Years from now, will anyone remember Bill Clinton's presidency as a marvelous epoch of foreign policy triumphs? No. So why then are so many in the press publicly swooning over his "accomplishments"?
Nobody remembers that in the last days of the 1994 campaign, Clinton was traveling around the Middle East trying to push Israel, Jordan, and Syria into agreements. Do you remember what he accomplished? (Hint: How many games have the Redskins won this year?)
But ABC and CBS both touted the "latest in a string" of foreign policy successes. NPR's Nina Totenberg gushed: "He was there in the middle of the desert. I mean, it was biblical!" Then there was NBC. "Today" co-host Matt Lauer boasted: "America's peace-making President appears to have won some grudging concessions from Syria."
A fat lot of political good that last-minute puffery did the Democrats. But almost four years to the day of those reports, NBC came back with more. As Benjamin Netanyahu and Yasser Arafat came to sign the Wye River agreement, the Peacock Network's Washington bureau was living up to its boasting symbol.
Hours before the signing on the October 23 "Today," Washington Bureau Chief Tim Russert was grooming Clinton for world history: "As the impeachment hearings grind on, could you have a situation where next year the President cannot go to the Judiciary Committee on a particular day because he's receiving the Nobel Peace Prize? That's the kind of irony the White House looks at as they look at the success of President Clinton on this day."
Come now. First, no American President has won the Peace Prize since Woodrow Wilson "accomplished" the League of Nations almost 80 years ago. If Jimmy Carter couldn't get it after campaigning for it since the Camp David accords, what chance does Clinton have? Second, the Nobel Peace Prize was just awarded a couple of weeks ago. Does that mean impeachment hearings will still be going on next fall? Does Russert know something that we don't?
But NBC News was just getting started. Minutes after the signing at 5: 53 Eastern time, White House correspondent David Bloom explained to MSNBC anchor Brian Williams:
" You heard the King of Jordan, King Hussein, saying of President Clinton that he's known many Presidents, all of them dating back to Eisenhower, and saying that he's known none like President Clinton, saying that his dedication, his clearheadedness, his focus, his determination is unlike anything that he's seen from any American President dating back to Eisenhower. And if those words aren't so sweet to this White House nothing else could be."
What nonsense! Would any clear-headed American foreign policy analyst hail Clinton as a model of focus or clear-headedness on world affairs? This President's foreign policy has been usually marked by either complete confusion or complete self-regard. Take China. Bill Clinton ran at George Bush from the right, with all this talk of coddling dictators. But once elected, he allowed software giants and Chinese-linked foreign donors to open their pocketbooks, and buy themselves a foreign policy. Focused? Try the Kosovo imbroglio. Determined? Explain his Iraq arms inspection policy. It is laughable.

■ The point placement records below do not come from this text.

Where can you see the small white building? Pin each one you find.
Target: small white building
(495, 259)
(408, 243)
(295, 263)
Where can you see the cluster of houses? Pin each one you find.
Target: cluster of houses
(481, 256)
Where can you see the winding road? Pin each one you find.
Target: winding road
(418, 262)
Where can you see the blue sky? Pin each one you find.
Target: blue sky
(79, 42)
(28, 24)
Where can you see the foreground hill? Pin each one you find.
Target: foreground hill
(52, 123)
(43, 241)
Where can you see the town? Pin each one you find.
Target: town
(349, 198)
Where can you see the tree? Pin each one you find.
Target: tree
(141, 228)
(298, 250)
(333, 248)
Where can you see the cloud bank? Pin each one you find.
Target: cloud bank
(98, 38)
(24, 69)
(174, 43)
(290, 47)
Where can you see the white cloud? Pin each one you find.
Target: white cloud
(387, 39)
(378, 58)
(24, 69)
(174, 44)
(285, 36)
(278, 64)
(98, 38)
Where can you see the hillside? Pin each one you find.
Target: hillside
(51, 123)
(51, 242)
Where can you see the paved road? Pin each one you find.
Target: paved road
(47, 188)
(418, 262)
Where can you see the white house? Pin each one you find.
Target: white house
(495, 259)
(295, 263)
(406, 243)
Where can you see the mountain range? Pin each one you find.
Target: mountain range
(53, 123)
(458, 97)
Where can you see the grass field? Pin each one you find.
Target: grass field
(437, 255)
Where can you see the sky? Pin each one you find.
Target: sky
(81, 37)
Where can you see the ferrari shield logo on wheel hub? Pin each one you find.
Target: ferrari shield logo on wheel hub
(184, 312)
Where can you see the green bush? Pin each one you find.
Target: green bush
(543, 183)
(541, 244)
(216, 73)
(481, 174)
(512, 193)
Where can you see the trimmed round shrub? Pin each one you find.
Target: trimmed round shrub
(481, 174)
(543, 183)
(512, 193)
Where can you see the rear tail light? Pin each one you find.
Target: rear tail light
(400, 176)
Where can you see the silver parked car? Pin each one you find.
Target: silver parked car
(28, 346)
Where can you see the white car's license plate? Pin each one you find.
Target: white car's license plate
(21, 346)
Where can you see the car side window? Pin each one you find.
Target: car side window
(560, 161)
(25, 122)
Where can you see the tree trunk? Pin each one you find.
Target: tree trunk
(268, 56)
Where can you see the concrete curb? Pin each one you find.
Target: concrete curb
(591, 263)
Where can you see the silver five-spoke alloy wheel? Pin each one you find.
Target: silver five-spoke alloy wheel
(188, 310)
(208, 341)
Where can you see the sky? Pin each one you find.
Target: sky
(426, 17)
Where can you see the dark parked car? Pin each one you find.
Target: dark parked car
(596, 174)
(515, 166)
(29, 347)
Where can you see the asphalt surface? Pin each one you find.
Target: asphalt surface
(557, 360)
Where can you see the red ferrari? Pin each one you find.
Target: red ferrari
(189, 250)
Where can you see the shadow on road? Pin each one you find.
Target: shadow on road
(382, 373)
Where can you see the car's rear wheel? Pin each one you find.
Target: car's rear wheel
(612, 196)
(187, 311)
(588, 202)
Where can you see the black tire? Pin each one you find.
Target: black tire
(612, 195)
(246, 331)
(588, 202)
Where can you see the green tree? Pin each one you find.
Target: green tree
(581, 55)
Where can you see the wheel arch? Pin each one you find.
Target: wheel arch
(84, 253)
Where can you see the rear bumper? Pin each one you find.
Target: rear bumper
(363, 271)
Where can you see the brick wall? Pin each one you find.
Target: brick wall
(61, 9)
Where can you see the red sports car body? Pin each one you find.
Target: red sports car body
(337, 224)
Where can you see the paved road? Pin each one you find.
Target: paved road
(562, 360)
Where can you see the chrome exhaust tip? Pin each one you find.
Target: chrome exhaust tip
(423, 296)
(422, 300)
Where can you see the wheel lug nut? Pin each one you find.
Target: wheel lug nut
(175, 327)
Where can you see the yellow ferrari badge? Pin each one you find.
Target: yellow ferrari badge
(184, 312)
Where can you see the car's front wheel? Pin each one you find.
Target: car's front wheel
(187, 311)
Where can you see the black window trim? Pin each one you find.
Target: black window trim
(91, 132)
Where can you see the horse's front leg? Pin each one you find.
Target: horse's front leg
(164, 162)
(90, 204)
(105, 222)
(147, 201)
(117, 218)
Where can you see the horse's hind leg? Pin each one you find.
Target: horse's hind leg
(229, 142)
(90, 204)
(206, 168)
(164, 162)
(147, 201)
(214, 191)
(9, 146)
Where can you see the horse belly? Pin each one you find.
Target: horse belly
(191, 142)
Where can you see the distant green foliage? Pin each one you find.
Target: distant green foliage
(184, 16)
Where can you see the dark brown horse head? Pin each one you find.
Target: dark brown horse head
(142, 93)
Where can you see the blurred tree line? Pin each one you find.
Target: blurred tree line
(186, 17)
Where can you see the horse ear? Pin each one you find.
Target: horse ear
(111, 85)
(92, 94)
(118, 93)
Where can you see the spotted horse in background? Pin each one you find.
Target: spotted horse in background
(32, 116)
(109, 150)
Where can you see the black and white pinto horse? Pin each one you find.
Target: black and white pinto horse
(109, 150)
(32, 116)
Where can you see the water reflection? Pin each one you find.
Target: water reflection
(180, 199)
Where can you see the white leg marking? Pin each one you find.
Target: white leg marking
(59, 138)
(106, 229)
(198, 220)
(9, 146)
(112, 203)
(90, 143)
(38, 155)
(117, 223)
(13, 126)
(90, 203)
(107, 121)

For another dose of White House propaganda, there was "NBC Nightly News" a couple hours after the agreement. White House reporter Claire Shipman declared: "Now if this was a test of an embattled President's clout, aides here are ecstatic at its success and they say he took to these talks with an unusual intensity even for him they say, seeming to understand not only his role as peacemaker, but as creator of his legacy."

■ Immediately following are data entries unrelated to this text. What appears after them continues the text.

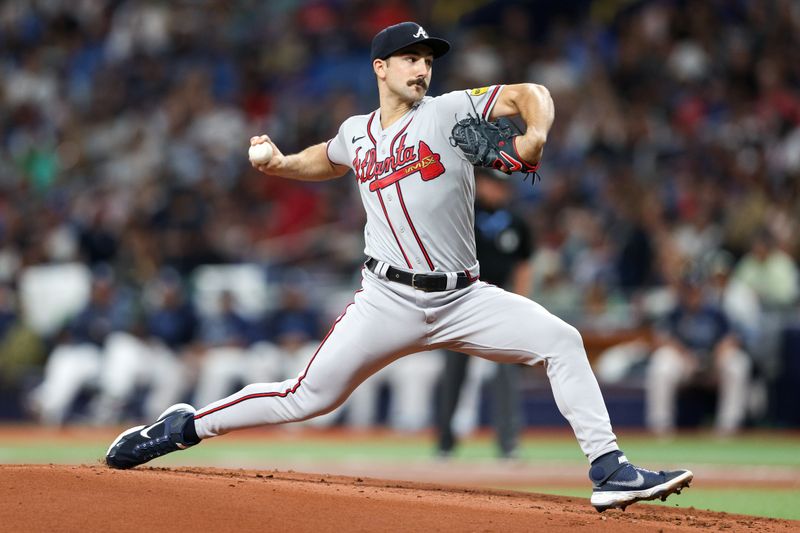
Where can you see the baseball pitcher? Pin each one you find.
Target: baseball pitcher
(413, 161)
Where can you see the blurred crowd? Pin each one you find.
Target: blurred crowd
(675, 155)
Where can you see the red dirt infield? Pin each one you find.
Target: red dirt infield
(84, 498)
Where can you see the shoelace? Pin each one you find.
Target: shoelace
(154, 447)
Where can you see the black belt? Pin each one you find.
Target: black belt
(423, 282)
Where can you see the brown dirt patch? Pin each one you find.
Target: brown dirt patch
(95, 498)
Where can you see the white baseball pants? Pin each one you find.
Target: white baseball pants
(388, 320)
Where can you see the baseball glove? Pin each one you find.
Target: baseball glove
(490, 144)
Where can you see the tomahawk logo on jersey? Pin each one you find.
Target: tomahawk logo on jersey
(408, 175)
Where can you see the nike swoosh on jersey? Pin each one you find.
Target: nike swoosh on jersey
(634, 483)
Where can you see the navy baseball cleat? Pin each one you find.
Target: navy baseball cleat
(140, 444)
(618, 483)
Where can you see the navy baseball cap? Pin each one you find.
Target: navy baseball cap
(390, 40)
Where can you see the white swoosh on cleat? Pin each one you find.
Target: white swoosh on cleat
(145, 432)
(634, 483)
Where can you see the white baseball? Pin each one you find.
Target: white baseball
(260, 154)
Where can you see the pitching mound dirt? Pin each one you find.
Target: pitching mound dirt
(95, 498)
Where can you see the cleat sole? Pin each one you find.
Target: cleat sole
(622, 499)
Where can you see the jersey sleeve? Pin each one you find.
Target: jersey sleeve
(456, 105)
(336, 148)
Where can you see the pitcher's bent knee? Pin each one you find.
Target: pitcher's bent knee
(569, 342)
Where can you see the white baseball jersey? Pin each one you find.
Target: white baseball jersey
(418, 190)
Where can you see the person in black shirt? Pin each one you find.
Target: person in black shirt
(504, 245)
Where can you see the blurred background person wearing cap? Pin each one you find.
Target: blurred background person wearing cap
(696, 343)
(504, 244)
(152, 354)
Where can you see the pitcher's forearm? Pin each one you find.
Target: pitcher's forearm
(312, 164)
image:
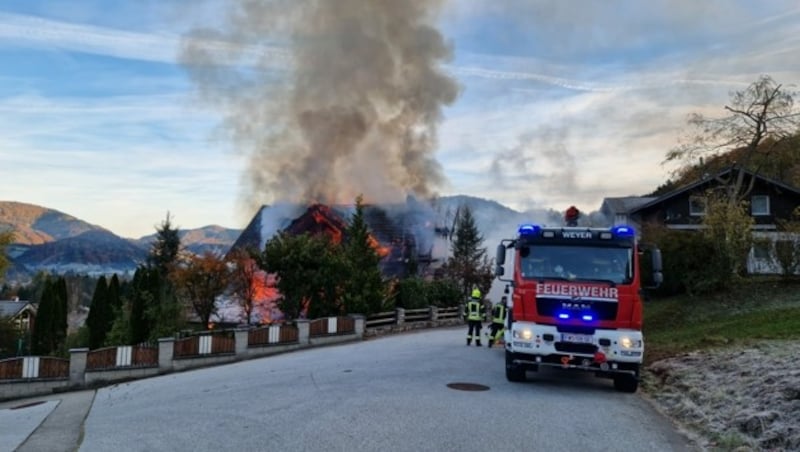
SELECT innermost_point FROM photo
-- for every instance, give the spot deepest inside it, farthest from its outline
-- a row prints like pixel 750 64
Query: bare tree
pixel 199 280
pixel 244 280
pixel 760 119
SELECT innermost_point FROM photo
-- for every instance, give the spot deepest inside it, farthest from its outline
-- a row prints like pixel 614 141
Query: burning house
pixel 402 232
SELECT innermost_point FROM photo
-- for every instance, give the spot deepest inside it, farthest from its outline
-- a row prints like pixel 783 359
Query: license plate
pixel 576 338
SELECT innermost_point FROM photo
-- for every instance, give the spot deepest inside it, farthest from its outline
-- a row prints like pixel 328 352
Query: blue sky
pixel 560 102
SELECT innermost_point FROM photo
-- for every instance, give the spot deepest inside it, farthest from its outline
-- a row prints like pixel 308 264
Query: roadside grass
pixel 754 308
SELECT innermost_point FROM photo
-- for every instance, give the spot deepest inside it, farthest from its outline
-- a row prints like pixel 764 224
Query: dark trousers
pixel 496 327
pixel 474 331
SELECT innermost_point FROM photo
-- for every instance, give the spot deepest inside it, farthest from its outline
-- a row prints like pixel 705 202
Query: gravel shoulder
pixel 743 397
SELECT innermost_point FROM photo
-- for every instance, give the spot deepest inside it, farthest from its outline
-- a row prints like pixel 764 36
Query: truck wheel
pixel 626 383
pixel 514 372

Shipman is making a virtue of the fact that Clinton wasn't so much after the almost-utopian idea of Middle East peace, but he was in it for himself. Pundits like William Safire choked on how Clinton later underlined his solipsism by calling the Wye River agreement just another moment on his "personal journey" back from the seven months of Lewinsky lies.
But NBC wasn't done. To complete the circle, two days later on "Meet the Press," Russert asked Clinton-promoting questions to Netanyahu: "As you know, President Clinton has had his difficulties back home here. Do you believe that his participation in this summit will portray him as a strong and effective leader?" When Netanyahu wasn't favorable enough, Russert added: "But you prefer that President Clinton be around next year to help you continue this peace agreement."
Credit Clinton for his efforts, but puh-leeze. NBC ought to be sending these transcripts into the Federal Election Commission so they can count them as in-kind contributions.